The majority of the time, managers using affiliates disclose that they have in-house leasing, development and other services receiving fees from the fund. In these cases, panelists said it was important to understand the manager was charging the fund market rates for the services provided to that fund. Good managers provided limited partners with clear disclosures of current market rates for these services, the participants agreed.

Highlighting other controversial issues, Rapalje revealed one instance where a firm was about to close on a fund where the leverage calculation was “quite loose.” It took a larger investor rather than a smaller investor who first noticed it to engineer a change after pointing out it could potentially understate the leverage. “Some of the time, fees are not clearly disclosed,” he added.

Panelists said the reasons for various controversial fee issues going unchallenged included: investors sometimes failing to notice; investors not wanting to challenge a manager or not wanting to be shut out of the next fund; and not wishing to establish a bad relationship with the manager.

The debate over transparency in real estate comes as the spotlight continues to shine on mainstream private equity.
In September, the SEC charged a New York investment advisory firm with breaching its fiduciary duty to a pair of private equity funds by sharing expenses between a company in one’s portfolio and a company in the other’s portfolio “in a manner that improperly benefited one fund over the other.”

An SEC investigation found that, while Lincolnshire Management integrated the two portfolio companies and managed them as one, the funds were separately advised and had distinct sets of investors. Despite developing an expense allocation policy as part of the integration, it was not followed on some occasions, resulting in the portfolio company owned by one fund paying more than its fair share of joint expenses that benefited the companies of both funds.

It also comes in the wake of comments by Andrew Bowden, director in the Office of Compliance Inspections and Examinations at the SEC, during a forum held by PERE’s sister title, Private Equity International, in May. “Lack of transparency and limited investor rights have been the norm in private equity for a very long time,” he said at the time. “By far, the most common observation our examiners have made when examining private equity firms has to do with the adviser’s collection of fees and allocation of expenses. When we have examined how fees and expenses are handled by advisers to private equity funds, we have identified what we believe are violations of law or material weaknesses in controls over 50 percent of the time.”
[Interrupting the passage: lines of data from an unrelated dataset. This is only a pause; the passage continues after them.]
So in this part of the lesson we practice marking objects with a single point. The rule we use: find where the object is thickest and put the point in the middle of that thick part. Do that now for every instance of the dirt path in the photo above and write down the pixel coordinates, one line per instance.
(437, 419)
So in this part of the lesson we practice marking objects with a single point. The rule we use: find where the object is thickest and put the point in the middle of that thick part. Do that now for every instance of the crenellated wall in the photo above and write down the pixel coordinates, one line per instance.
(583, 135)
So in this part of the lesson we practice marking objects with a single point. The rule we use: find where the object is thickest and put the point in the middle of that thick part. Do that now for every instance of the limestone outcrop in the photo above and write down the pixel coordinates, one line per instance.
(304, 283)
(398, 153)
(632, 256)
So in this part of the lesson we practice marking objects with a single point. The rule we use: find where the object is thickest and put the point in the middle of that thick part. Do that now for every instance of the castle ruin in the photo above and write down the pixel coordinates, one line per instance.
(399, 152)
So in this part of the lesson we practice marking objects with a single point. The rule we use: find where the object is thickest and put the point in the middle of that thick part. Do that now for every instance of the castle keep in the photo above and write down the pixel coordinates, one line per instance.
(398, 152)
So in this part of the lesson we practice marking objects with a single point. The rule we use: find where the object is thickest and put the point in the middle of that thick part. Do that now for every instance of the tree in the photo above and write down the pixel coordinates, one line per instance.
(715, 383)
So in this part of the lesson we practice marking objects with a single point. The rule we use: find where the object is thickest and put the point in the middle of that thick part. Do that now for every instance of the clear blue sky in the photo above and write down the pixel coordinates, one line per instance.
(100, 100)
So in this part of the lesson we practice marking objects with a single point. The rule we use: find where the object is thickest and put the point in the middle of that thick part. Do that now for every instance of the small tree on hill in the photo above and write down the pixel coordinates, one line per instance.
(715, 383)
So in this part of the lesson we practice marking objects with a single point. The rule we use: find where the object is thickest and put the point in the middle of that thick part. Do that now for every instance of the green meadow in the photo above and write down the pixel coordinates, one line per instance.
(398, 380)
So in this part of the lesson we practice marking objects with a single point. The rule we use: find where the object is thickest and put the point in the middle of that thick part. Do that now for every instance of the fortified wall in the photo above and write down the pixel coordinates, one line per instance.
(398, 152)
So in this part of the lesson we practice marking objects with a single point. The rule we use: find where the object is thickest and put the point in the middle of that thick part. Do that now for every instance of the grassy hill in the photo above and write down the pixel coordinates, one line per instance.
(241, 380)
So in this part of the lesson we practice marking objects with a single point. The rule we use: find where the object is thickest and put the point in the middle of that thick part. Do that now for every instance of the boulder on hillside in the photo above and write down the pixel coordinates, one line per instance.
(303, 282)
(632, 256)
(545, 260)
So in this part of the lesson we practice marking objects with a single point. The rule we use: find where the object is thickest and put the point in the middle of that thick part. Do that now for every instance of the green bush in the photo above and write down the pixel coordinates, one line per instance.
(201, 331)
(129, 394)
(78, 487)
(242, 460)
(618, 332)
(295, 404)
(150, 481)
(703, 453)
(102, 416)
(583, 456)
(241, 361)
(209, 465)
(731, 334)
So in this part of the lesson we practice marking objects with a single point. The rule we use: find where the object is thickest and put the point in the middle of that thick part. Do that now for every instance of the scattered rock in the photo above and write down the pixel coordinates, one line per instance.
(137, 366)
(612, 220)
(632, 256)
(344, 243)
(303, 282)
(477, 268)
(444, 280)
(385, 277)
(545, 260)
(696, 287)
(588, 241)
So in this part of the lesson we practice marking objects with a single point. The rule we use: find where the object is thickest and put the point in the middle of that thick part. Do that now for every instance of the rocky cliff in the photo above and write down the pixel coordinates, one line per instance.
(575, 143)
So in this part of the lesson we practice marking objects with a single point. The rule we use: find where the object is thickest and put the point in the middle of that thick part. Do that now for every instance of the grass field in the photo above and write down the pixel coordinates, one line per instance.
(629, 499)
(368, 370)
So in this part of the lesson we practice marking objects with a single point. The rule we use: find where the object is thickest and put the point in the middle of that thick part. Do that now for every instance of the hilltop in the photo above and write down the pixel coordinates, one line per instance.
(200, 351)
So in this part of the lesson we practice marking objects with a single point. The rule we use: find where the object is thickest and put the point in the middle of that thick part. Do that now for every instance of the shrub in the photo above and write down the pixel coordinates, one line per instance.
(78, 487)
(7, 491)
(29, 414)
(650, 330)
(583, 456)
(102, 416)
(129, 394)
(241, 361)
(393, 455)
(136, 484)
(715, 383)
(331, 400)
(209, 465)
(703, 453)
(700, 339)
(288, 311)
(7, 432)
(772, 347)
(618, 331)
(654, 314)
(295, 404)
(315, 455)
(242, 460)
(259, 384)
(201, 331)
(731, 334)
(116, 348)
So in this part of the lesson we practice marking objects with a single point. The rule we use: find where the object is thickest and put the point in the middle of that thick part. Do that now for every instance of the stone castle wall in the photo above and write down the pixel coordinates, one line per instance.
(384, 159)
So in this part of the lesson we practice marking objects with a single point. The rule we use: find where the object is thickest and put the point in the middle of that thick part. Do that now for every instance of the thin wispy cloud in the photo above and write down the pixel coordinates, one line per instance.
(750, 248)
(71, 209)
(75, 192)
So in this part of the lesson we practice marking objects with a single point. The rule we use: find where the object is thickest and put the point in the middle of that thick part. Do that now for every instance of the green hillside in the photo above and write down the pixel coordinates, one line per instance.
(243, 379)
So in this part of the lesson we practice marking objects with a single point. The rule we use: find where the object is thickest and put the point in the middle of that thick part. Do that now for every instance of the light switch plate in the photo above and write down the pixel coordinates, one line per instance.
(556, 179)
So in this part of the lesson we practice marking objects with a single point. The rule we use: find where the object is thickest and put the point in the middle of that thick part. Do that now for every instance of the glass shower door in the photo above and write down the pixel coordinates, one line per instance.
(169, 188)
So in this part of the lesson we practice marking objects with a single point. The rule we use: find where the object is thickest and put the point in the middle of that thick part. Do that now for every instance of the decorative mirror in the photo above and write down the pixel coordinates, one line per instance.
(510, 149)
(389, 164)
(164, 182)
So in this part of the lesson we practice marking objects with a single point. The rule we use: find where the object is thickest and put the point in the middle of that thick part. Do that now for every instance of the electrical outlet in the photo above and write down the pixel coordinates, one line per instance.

Bowden added: “Some of the most common deficiencies we see in private equity in the area of fees and expenses occur in firm’s use of consultants, also known as ‘operating partners’, whom advisers promote as providing their portfolio companies with consulting services or other assistance that the portfolio companies could not independently afford. The operating partner model is a fairly new construct in private equity and has arisen out of the need for private equity advisers to generate value through operational improvements. Many limited partners view the existence of operating partners as a crucial part of their investment thesis when they allocate to private equity funds, largely because the operating partner model has proven to be effective. Many of these operating partners, however, are paid directly by portfolio companies or the funds without sufficient disclosure to investors.”